Patients more vulnerable in first 30 days on warfarin

Patients with atrial fibrillation who initiate warfarin therapy may have a two-fold risk of ischemic stroke in the first 30 days of use compared with nonusers, according to a study published online Dec. 18 in the European Heart Journal.

Post-hoc analyses of the clinical trials ROCKET-AF and ARISTOTLE, which compared novel oral anticoagulants with warfarin to prevent thromboembolism in patients with atrial fibrillation, found increased risk of ischemic stroke or systemic embolism in the first 30 days when the warfarin groups were transitioned to warfarin. But the short bridging time in the trials may not have been sufficient to achieve adequate anticoagulation, wrote lead author Laurent Azoulay, MD, of Jewish General Hospital in Montreal, and colleagues.

They designed a population-based study using the Clinical Practice Research Datalink database in the U.K. to assess the association between warfarin initiation and an increased risk of ischemic stroke. The study included 70,766 adult patients newly diagnosed with atrial fibrillation between 1993 and 2008 with a mean follow-up of 3.9 years. The overall ischemic stroke rate was 2 percent annually.

They did a nested case-control analysis, with cases consisting of patients who had ischemic stroke during follow-up. Compared with nonusers, warfarin users had a 71 percent increased risk of ischemic stroke during the first 30 days of initiation of the therapy. The risk was highest in the first week. After 30 days, the risk decreased significantly.

“The paradoxical procoagulant effect of warfarin observed in the early days of the treatment is biologically plausible,” Azoulay et al wrote. “While warfarin blocks the activation of clotting factors II, VII, IX, and X, it also deactivates protein C and protein S, two endogenous anticoagulants.
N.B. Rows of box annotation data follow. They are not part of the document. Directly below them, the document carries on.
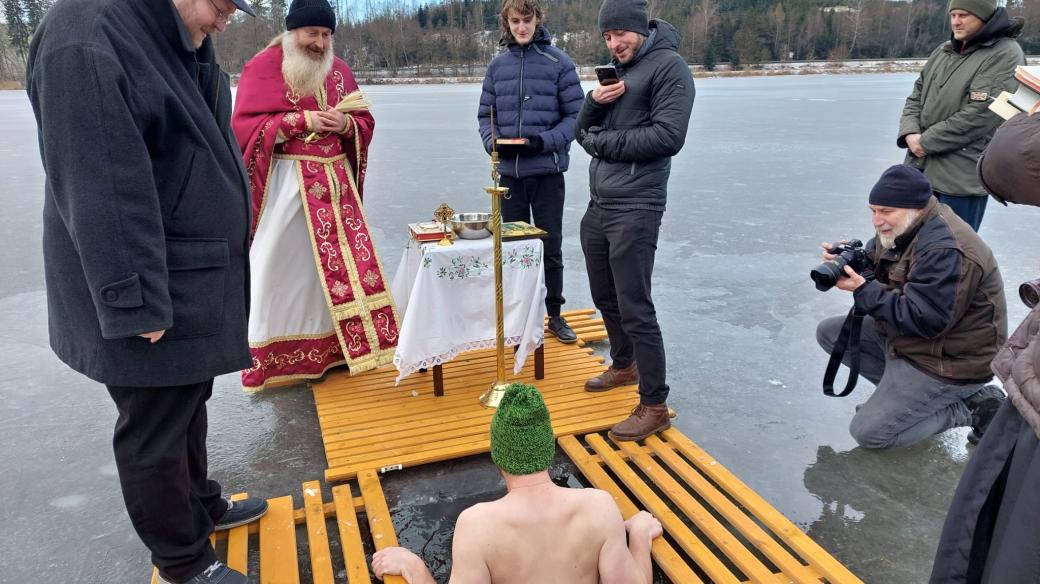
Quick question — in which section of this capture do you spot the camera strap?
[824,307,866,397]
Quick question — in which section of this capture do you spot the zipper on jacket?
[513,44,529,174]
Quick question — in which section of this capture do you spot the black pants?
[932,190,989,233]
[108,379,228,582]
[581,202,668,405]
[501,174,566,316]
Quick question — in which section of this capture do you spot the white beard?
[282,32,333,96]
[878,210,920,249]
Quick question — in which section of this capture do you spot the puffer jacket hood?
[950,6,1025,53]
[578,19,696,211]
[476,26,584,179]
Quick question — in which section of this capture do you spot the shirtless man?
[372,383,661,584]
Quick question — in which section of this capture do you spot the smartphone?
[596,64,621,85]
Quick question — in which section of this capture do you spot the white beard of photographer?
[877,209,920,249]
[282,31,333,97]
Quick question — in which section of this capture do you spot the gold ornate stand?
[480,144,510,407]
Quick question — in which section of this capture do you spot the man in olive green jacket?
[896,0,1025,231]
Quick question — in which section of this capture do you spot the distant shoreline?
[0,55,1040,90]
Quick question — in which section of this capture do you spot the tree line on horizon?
[0,0,1040,79]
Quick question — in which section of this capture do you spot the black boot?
[964,386,1007,445]
[549,315,578,345]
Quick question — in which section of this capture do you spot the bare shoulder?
[454,503,497,537]
[579,488,624,526]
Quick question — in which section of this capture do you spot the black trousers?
[581,202,669,405]
[501,174,566,316]
[108,379,228,582]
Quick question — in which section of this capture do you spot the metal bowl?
[448,213,491,239]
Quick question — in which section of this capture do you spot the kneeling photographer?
[812,164,1008,448]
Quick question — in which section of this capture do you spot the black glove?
[520,136,545,156]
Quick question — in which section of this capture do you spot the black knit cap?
[599,0,650,36]
[870,164,932,209]
[285,0,336,33]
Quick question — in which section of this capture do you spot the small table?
[390,232,545,396]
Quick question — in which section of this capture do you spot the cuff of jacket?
[852,281,885,314]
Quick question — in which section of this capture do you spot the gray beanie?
[946,0,996,21]
[599,0,650,36]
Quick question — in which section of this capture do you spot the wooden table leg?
[434,365,444,397]
[535,345,545,379]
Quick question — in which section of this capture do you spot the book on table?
[408,221,454,241]
[502,221,549,241]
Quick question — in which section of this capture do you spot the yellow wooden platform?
[558,428,861,584]
[312,311,639,481]
[160,311,861,584]
[152,471,405,584]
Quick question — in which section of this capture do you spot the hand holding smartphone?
[596,64,621,85]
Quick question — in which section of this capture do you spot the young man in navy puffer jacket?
[477,0,584,343]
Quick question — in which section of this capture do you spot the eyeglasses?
[209,0,231,24]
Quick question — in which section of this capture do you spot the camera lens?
[1018,277,1040,309]
[809,256,847,292]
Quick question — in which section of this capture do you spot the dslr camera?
[809,239,870,292]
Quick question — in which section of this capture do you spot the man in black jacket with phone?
[578,0,694,440]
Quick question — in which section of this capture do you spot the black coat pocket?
[164,238,229,339]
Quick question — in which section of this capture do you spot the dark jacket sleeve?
[539,59,584,152]
[27,45,173,339]
[581,55,694,162]
[476,61,495,154]
[920,50,1024,155]
[895,48,927,148]
[853,247,965,339]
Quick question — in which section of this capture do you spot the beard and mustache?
[282,32,333,96]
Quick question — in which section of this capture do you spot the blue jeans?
[933,190,989,233]
[816,316,983,448]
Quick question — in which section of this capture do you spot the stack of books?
[989,65,1040,120]
[408,221,454,241]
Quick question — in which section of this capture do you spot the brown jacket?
[854,198,1008,383]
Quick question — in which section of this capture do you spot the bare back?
[451,483,624,584]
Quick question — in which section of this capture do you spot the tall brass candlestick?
[480,110,510,407]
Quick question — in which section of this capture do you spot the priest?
[232,0,398,390]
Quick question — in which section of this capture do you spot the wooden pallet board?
[152,478,405,584]
[558,428,862,584]
[312,310,639,482]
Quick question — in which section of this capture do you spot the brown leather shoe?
[586,361,640,392]
[610,403,672,441]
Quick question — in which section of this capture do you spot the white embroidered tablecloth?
[390,237,545,383]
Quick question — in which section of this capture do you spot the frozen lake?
[0,75,1040,584]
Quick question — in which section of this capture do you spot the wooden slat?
[260,497,300,584]
[616,442,786,581]
[332,484,371,584]
[227,493,250,574]
[647,428,862,584]
[358,469,405,584]
[586,434,739,584]
[303,480,334,584]
[646,436,820,583]
[560,436,702,584]
[312,310,639,481]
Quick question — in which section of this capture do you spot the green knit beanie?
[946,0,996,21]
[491,383,556,475]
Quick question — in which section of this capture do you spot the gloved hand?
[496,144,527,158]
[520,136,545,156]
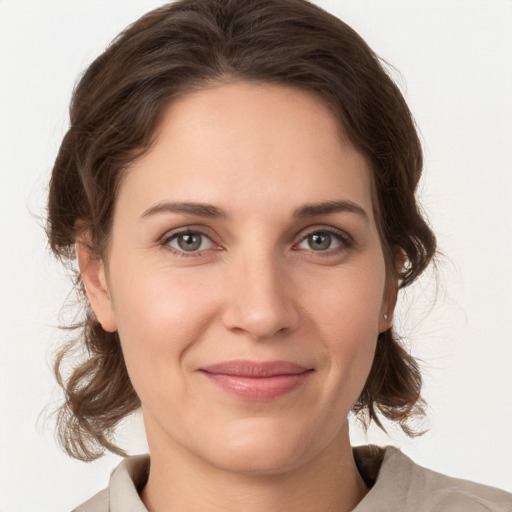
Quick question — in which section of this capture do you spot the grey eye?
[168,233,212,252]
[307,232,332,251]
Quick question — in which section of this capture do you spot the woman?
[42,0,510,511]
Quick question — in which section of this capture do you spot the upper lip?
[201,360,312,378]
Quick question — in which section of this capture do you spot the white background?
[0,0,512,512]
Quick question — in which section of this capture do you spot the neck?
[138,426,368,512]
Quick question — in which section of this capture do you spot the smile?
[200,361,314,401]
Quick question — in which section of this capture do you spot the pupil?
[178,235,201,251]
[309,233,331,251]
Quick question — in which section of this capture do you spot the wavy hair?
[47,0,436,460]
Protein C has a short half-life (8 h), and thus rapid depletion of this protein can theoretically lead to a transient hypercoagulable state.”

In a release, Azoulay emphasized that physicians should continue prescribing warfarin but they should be vigilant during the initiation period. He called for studies to identify the subset of patients who are at risk.
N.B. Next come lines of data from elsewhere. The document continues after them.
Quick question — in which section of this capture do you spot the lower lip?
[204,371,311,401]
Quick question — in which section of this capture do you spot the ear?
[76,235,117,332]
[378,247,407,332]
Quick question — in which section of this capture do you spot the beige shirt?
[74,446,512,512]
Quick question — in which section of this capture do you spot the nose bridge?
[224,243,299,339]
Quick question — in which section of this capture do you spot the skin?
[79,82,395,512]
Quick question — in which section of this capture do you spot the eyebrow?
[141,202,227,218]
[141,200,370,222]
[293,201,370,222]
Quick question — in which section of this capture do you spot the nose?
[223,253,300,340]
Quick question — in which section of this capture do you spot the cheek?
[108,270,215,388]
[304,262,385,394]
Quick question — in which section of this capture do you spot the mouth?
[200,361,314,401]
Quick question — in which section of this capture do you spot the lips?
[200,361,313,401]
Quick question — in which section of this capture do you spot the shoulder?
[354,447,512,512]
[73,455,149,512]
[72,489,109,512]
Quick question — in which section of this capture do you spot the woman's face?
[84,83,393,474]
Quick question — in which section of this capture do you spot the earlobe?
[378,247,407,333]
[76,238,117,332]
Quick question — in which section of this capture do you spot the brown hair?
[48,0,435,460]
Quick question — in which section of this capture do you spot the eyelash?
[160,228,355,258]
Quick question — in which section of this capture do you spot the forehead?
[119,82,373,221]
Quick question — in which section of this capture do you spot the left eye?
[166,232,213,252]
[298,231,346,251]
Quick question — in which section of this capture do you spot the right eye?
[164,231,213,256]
The authors also recommended more research be done to confirm their findings and investigate whether a bridging strategy using heparin in the initial treatment period reduces risk.

Their study was observational and may be biased by confounding. The database included information about written prescriptions but it did not gauge adherence and it did not include information about international normalized ratio with warfarin use.